Delta flight arrives at airport without landing gear;  passengers are unharmed

CHARLOTTE, N.C. — A Delta flight landed abruptly but safely at Charlotte Douglas International Airport Wednesday with part of its landing gear extended, authorities said.

The airport said in a tweet that the runway was closed following a mechanical issue with Delta Air Lines. No injuries were reported and all passengers were transferred to the terminal. The airport said it was working to remove the plane and reopen the runway.

Photos of the scene show wheels on the ground under the wings, but the nose of the plane is on the runway. An inflatable slide extends from a plane door, and firefighters appear to be helping passengers disembark on the slide.

The pilots received an “unsafe nose gear” indication as the plane approached the Charlotte airport and flew through the air traffic control tower so controllers could visually inspect the plane, Delta said in a statement. They saw that the nose gear doors were open, but the nose gear had not descended and the pilots landed the aircraft without the nose gear.

The Boeing 717 plane left Atlanta with 96 passengers, two pilots and three flight attendants and was headed to Charlotte, Delta said.

“Nothing is more important than the safety of our customers and people,” Delta said in a statement. “While this is somewhat rare, Delta flight crews train extensively to safely handle many scenarios and Flight 1092 landed safely with no injuries reported.”

The airline said it is now focused on helping remove the plane and help passengers reach their final destinations, and is fully cooperating with investigations by the Federal Aviation Administration and the National Transportation Safety Board.

Passenger Chris Skotarczak said if he hadn’t seen the shadow of the plane with its nose wheel down and been told to prepare for an emergency landing, he would have thought nothing was wrong.

“The pilot told us, we’re going to land, we’re going to hear a big thud and we’re going to hear a lot of screeching,” Skotarczak told The Associated Press. “But it was almost softer than a normal landing.”

The crew calmly led the passengers to the emergency parachutes at the two exits.

“I have been traveling for work for the last 10 years; Going down that slide is one of the best things,” said Skotarczak, who was traveling to his Charlotte office from Buffalo, New York.

Less than four hours after landing, Skotarczak was at work, but with only his cell phone and a bottle of water. Passengers were asked to leave everything else on the plane when they left, and he put his wallet in his backpack so he wouldn’t have to sit in it for the entire flight.

“I was going to buy a lottery ticket, but I can’t,” he said.

Skotarczak and his wife are going on vacation to Europe next week, and he said his wife asked him if it would be okay to fly again.

“I told him that it can’t happen to the same person twice. I just took one for the team,” Skotarczak said.

An anonymous passenger shared video of the landing with WCNC-TV, showing people on the plane leaning calmly with their heads down and their arms clasped on the back of the seat in front of them as the plane touched down.

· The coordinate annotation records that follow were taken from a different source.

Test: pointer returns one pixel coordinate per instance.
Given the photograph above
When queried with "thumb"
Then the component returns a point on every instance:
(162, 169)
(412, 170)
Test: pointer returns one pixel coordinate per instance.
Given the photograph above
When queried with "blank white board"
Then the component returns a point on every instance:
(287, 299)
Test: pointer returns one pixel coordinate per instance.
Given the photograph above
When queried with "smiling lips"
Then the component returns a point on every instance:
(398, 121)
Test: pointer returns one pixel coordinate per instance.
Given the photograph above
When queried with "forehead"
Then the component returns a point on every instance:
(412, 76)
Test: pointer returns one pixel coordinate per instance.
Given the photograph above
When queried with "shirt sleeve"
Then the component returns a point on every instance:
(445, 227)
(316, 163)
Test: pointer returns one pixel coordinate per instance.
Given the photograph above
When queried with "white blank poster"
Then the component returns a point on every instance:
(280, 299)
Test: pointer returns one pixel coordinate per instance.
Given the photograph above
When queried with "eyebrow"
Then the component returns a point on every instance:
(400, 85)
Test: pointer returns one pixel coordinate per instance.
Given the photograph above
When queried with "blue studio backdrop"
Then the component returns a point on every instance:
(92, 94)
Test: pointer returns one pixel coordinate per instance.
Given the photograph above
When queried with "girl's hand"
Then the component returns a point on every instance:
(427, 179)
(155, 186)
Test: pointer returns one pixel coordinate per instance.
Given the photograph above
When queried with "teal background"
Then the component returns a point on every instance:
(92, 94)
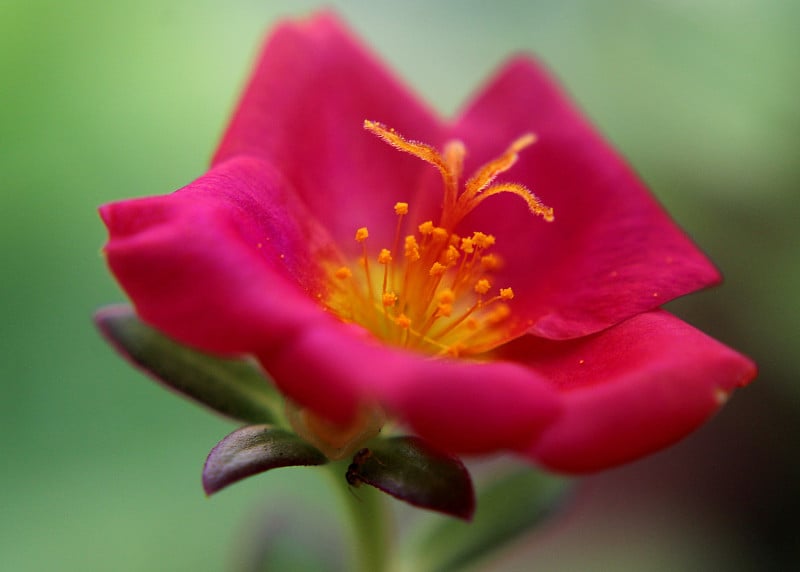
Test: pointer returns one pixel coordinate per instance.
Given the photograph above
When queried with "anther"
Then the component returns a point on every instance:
(482, 286)
(385, 256)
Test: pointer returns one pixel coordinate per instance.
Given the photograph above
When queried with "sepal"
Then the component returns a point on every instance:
(235, 388)
(252, 450)
(509, 507)
(411, 470)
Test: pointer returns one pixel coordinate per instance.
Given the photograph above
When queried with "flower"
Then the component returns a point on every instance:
(364, 281)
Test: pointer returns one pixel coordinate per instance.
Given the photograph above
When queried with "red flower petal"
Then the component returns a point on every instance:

The video showed an uneventful touchdown. The person who filmed it said: “That was not bad at all.”

Gregory A. Zahornacky, a former major airline captain and assistant professor of aviation at Embry-Riddle Aeronautical University, said such landing gear failures are “very rare” and that commercial airlines in the US have a “fantastic” track record. “aircraft maintenance.

Zahornacky said the crew did what they were supposed to do when the nose gear didn’t perform as expected, which is extend the rest of the plane’s landing gear to absorb energy as the plane touches down.

“I’m sure they did everything physically and humanly possible to check and see if they could get the gear down,” said Zahornacky, who flew the DC-9, which is the precursor to the Boeing 717.

“It was the best potential result we could hope for in a situation like this,” he said. “I think there is probably minimal damage to the aircraft, which is secondary… to the safety of the passengers and crew. So I think the big takeaway here is that everything was handled in the right way and in a safe way.”

Charlotte Douglas International Airport is among the busiest airports in the US, according to Airports Council International. It offers non-stop air service to 178 destinations.